Surely this isn't right?


----------



## Toshiba (Jul 8, 2004)

They may remove them after a while, but your dealer should be able to update if not to the last eligible map download. But given the update will be 3yo regardless not much point tbh.

Other option is you could pay for an update to the licence and get the latest ones installed. Again, that's via dealer.

You can find them in places on the internet or VW, but you won't be able to load a map beyond the licence period set in the car. You can view this under licences.


----------



## kevin#34 (Jan 8, 2019)

..or extend the license validity to 2030 and then install updated maps from VW site (or even uploading map file coming from another TT owner who has the 3-year of free updates)


----------



## Guest (Mar 4, 2021)

kevin#34 said:


> ..or extend the license validity to 2030 and then install updated maps from VW site (or even uploading map file coming from another TT owner who has the 3-year of free updates)


Now you got me interested!

I did find out why they weren't available on my audi and apparently you need to use another explorer other than google chrome.

have you got any instructions on this, I'm a bit of noob at this i'm afraid.

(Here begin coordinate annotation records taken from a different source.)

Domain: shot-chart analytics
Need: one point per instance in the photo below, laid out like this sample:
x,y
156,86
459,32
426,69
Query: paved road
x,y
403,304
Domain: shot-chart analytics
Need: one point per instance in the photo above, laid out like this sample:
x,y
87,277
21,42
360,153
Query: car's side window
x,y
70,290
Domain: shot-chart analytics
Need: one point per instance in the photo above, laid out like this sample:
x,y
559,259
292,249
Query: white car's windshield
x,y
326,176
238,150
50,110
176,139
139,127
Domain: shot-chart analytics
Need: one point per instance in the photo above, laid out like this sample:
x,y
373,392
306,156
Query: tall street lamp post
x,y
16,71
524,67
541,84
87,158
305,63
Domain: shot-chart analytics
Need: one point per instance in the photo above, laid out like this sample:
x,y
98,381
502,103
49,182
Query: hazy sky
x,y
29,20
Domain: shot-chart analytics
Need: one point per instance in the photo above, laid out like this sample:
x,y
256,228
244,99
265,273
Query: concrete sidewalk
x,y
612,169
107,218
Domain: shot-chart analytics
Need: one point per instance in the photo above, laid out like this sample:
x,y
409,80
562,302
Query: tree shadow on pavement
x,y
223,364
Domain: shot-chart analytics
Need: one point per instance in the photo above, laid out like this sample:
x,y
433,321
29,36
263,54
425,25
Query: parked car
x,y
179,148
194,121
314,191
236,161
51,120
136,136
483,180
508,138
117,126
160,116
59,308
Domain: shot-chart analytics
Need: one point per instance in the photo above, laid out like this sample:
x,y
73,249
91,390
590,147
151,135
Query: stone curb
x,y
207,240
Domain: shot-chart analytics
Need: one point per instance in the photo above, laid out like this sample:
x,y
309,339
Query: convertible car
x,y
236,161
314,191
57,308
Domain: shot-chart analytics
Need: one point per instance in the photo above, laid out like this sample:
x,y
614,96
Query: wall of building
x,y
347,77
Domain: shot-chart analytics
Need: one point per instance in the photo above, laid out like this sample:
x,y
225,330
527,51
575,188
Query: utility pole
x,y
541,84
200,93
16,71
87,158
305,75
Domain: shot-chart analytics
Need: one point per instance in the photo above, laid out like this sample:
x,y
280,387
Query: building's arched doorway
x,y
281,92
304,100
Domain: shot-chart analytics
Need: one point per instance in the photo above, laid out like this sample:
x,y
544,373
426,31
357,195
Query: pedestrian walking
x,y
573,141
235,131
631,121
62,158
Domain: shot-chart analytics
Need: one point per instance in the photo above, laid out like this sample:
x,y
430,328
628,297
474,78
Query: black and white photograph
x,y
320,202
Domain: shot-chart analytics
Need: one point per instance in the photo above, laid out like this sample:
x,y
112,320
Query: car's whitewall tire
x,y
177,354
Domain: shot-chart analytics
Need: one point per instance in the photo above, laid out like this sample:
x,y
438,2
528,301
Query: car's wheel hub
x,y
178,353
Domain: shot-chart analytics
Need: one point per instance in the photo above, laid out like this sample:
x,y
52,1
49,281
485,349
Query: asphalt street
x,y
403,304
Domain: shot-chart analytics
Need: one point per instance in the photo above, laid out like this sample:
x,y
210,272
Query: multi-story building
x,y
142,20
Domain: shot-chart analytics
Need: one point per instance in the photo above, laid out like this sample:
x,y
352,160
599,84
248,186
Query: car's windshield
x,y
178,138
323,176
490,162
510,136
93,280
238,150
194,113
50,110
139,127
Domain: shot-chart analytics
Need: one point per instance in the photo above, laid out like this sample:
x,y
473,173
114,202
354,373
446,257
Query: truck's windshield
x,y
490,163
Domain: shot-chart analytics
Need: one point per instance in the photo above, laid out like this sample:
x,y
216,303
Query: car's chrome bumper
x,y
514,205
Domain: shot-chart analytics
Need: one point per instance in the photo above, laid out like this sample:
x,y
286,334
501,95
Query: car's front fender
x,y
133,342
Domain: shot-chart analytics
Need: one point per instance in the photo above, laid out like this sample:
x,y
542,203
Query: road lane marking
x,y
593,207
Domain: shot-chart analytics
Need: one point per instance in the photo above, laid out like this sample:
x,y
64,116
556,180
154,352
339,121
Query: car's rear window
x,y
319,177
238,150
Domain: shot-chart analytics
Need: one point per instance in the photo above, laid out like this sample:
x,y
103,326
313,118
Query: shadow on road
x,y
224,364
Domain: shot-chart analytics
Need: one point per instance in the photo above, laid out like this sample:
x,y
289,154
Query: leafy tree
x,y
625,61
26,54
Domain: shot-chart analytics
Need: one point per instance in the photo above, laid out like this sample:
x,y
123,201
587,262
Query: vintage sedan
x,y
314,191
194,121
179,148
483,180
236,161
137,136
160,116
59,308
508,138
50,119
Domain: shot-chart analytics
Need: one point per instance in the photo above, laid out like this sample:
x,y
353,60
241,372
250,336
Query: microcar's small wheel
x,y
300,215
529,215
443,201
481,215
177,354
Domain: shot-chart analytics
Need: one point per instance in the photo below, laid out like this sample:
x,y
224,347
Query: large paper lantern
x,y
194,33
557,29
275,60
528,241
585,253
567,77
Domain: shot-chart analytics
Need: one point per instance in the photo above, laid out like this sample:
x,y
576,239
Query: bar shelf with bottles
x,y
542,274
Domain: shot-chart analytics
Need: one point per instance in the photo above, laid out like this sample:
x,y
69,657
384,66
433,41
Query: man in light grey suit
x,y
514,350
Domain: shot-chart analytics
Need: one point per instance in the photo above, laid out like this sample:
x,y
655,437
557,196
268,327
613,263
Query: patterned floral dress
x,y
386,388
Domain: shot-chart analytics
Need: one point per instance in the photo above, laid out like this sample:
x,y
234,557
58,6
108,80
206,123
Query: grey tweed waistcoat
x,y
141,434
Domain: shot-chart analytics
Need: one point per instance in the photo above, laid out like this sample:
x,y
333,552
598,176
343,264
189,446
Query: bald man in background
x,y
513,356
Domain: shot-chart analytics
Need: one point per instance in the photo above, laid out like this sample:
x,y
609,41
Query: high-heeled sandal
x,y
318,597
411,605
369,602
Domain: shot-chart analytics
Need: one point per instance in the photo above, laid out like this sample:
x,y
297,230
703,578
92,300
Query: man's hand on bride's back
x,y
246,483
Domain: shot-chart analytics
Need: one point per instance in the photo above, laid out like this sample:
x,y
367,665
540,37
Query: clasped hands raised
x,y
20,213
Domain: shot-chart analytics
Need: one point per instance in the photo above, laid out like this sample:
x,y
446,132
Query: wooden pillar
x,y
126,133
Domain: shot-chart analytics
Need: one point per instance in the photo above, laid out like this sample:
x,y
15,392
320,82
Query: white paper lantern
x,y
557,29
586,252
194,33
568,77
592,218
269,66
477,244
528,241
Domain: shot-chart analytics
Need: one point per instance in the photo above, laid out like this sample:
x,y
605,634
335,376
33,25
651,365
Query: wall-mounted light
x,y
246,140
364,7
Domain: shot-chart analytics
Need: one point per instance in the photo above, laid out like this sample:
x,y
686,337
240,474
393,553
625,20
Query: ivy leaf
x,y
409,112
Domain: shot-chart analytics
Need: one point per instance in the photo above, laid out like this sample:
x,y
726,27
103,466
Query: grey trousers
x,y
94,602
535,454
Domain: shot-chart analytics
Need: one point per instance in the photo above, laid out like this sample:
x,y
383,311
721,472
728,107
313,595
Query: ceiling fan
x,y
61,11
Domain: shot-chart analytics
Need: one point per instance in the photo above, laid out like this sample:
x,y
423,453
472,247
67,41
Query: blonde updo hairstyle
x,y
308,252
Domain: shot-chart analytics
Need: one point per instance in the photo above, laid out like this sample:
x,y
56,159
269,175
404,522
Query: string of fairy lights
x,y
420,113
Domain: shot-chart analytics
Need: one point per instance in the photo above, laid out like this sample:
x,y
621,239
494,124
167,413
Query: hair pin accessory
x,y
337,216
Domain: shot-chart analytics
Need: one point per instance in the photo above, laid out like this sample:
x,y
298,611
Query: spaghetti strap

Uploading from another TT owner surely Audi would be on top of this?


----------



## kevin#34 (Jan 8, 2019)

lots of info on this subject in the FW thread

https://www.ttforum.co.uk/forum/viewtop ... &start=630
https://www.ttforum.co.uk/forum/viewtop ... &start=705



Connor04 said:


> Now you got me interested!
> 
> I did find out why they weren't available on my audi and apparently you need to use another explorer other than google chrome.
> 
> ...


----------



## connor0431 (Feb 24, 2013)

I downloaded the latest version I could from myAudi which was 2017, extracted it on to a USB stick inserted into the car and it's unreadable, done this twice and no change :/

Any ideas?


----------



## Tebor123 (Sep 20, 2014)

Check the file structure on your USB. The metainfo2.txt file must be in the root of the USB.

Also check for any hidden files especially is you use a Mac.


----------



## connor0431 (Feb 24, 2013)

Tebor123 said:


> Check the file structure on your USB. The metainfo2.txt file must be in the root of the USB.
> 
> Also check for any hidden files especially is you use a Mac.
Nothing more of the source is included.